The Perfect Order as a Barometer of Customer Expectations
The Perfect Order Index (POI) is one metric that captures the effects of collaboration on supply chain execution and fulfillment. What's needed are links to the four main components of the POI that measure how effective demand generation strategies in general — and marketing specifically — are in ensuring on-time, complete, damage-free orders that have been accurately invoiced. At first glance many would argue that the four metrics that comprise the POI — (on-time delivery percentage) x (percentage of orders shipped complete) x (damage-free order percentage) x (accurate invoicing) — are only relevant within supply chains.
Figure 1: Defining the Perfect Order Index
In fact, all forms of demand generation strategies have a direct effect on these measures, because the initial market direction and expectations created by a company through its marketing and selling strategies define, in customers' minds, the minimum level of performance of each of these measures. Perceptions don't lend themselves well to the metrics that drive POI calculations, yet they are just as, if not more, powerful. Consider the launch of the Apple iPhone to see how the perception of perfect order performance affects the calculation of the POI for a new product that relies on a significantly different supply chain. Apple and its intensely loyal customer base have very high expectations that any new product will be intuitively designed, cool in ergonomics and navigation, and, most of all, integrated.
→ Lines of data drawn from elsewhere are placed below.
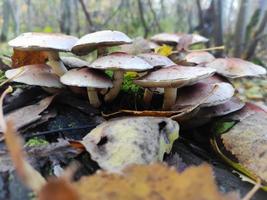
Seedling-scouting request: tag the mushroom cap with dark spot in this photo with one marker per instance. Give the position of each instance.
(174, 77)
(43, 41)
(236, 68)
(121, 61)
(156, 60)
(73, 62)
(199, 57)
(105, 38)
(86, 77)
(38, 74)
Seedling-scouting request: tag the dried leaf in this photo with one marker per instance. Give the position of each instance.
(247, 140)
(22, 58)
(131, 140)
(142, 183)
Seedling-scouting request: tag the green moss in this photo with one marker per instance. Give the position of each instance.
(34, 142)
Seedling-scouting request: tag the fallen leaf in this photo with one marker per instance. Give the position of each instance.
(21, 58)
(151, 182)
(120, 142)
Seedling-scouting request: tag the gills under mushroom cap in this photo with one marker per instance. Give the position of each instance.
(236, 68)
(39, 75)
(105, 38)
(86, 77)
(43, 41)
(174, 77)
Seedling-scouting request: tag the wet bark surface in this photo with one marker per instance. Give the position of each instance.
(76, 118)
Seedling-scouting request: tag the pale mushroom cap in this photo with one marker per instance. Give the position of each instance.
(74, 62)
(86, 77)
(39, 75)
(198, 39)
(43, 41)
(92, 41)
(236, 68)
(166, 38)
(199, 57)
(156, 60)
(174, 77)
(205, 95)
(121, 61)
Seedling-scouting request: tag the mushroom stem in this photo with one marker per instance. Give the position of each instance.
(93, 97)
(117, 82)
(148, 95)
(101, 51)
(56, 63)
(170, 95)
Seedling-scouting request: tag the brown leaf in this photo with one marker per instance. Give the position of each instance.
(22, 58)
(247, 140)
(142, 183)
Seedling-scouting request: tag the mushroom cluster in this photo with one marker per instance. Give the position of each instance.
(190, 84)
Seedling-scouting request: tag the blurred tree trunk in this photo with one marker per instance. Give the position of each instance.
(142, 17)
(65, 19)
(6, 16)
(90, 27)
(240, 31)
(256, 36)
(217, 24)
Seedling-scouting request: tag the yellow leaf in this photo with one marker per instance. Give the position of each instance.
(164, 50)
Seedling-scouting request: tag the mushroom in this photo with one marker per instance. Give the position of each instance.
(236, 68)
(156, 60)
(99, 40)
(199, 57)
(39, 75)
(119, 63)
(121, 142)
(73, 62)
(171, 78)
(89, 78)
(52, 43)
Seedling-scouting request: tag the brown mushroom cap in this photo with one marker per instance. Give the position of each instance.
(156, 60)
(166, 38)
(199, 57)
(205, 95)
(39, 75)
(92, 41)
(86, 77)
(43, 41)
(236, 68)
(121, 61)
(74, 62)
(174, 77)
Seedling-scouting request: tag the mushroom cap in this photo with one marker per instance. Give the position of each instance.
(43, 41)
(74, 62)
(105, 38)
(199, 57)
(38, 74)
(121, 61)
(156, 60)
(236, 68)
(174, 77)
(205, 95)
(166, 38)
(86, 77)
(196, 38)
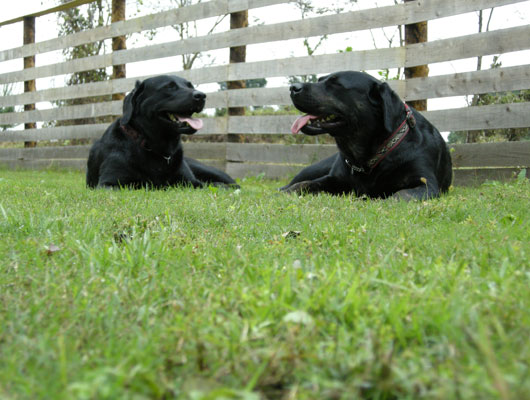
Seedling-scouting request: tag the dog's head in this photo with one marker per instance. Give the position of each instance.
(164, 104)
(345, 104)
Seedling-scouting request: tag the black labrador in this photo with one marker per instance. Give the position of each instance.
(386, 149)
(143, 148)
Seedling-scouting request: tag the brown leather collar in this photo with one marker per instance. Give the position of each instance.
(386, 148)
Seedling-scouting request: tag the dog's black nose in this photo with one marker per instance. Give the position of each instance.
(198, 96)
(296, 88)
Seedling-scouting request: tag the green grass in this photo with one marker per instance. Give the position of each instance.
(204, 294)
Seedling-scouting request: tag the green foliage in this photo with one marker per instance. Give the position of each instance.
(6, 90)
(78, 19)
(494, 135)
(253, 294)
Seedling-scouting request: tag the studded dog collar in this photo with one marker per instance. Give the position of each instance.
(137, 137)
(390, 144)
Apple has also created the expectation over the years of having their products come out of the box and work immediately. All these factors together set the POI bar very high for Apple, and having demand generation be an integral part of supply chain planning, management and fulfillment was critical for the launch of the product.
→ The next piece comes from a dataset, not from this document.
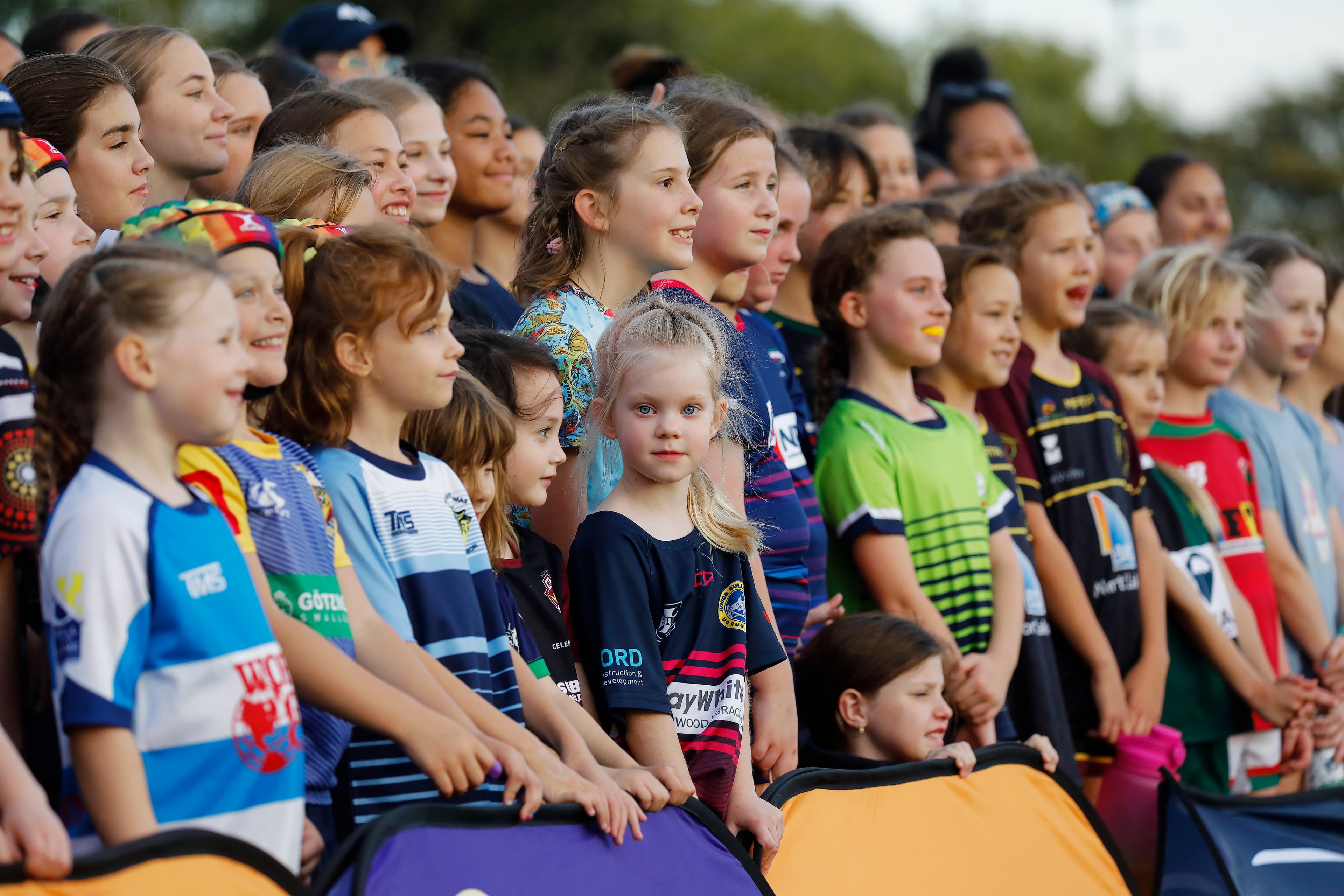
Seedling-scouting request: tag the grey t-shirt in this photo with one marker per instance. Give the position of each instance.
(1295, 479)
Customers don't think in terms of POI scores, but, given the chance, they definitely can quantify their expectations of a company's performance. At the intersection of customer expectations, demand generation strategies that create expectations, and supply chains and fulfillment delivering on them, is the customer's perception of performance. Demand generation, supply chain performance, fulfillment and customers' expectations all are interlinked. Given the pervasive adoption of Web 2.0 technologies, it's possible to overlap POI data on a per product basis to customers' attitudinal scores, creating a barometer of how effectively a company is meeting or exceeding their customers' expectations. In the vernacular of Web 2.0, this would be called a "mash-up," combining structured financial data with unstructured attitudinal data captured through surveys or through comments from customers analyzed through text mining, for example. Forward-thinking companies could actually "trend line" this and see the effects of bringing supply chain planning, management and fulfillment into the new product development and introduction (NPDI) process over time. The goal of having a metric for the impact of collaboration and synchronization between demand generation strategies and supply chain performance would be achieved. Taking this one step further, publishing these measures of performance for customers to see would bring entirely new levels of accountability and collaboration into any company's daily culture and no doubt bring collaborative efforts to the forefront of any project.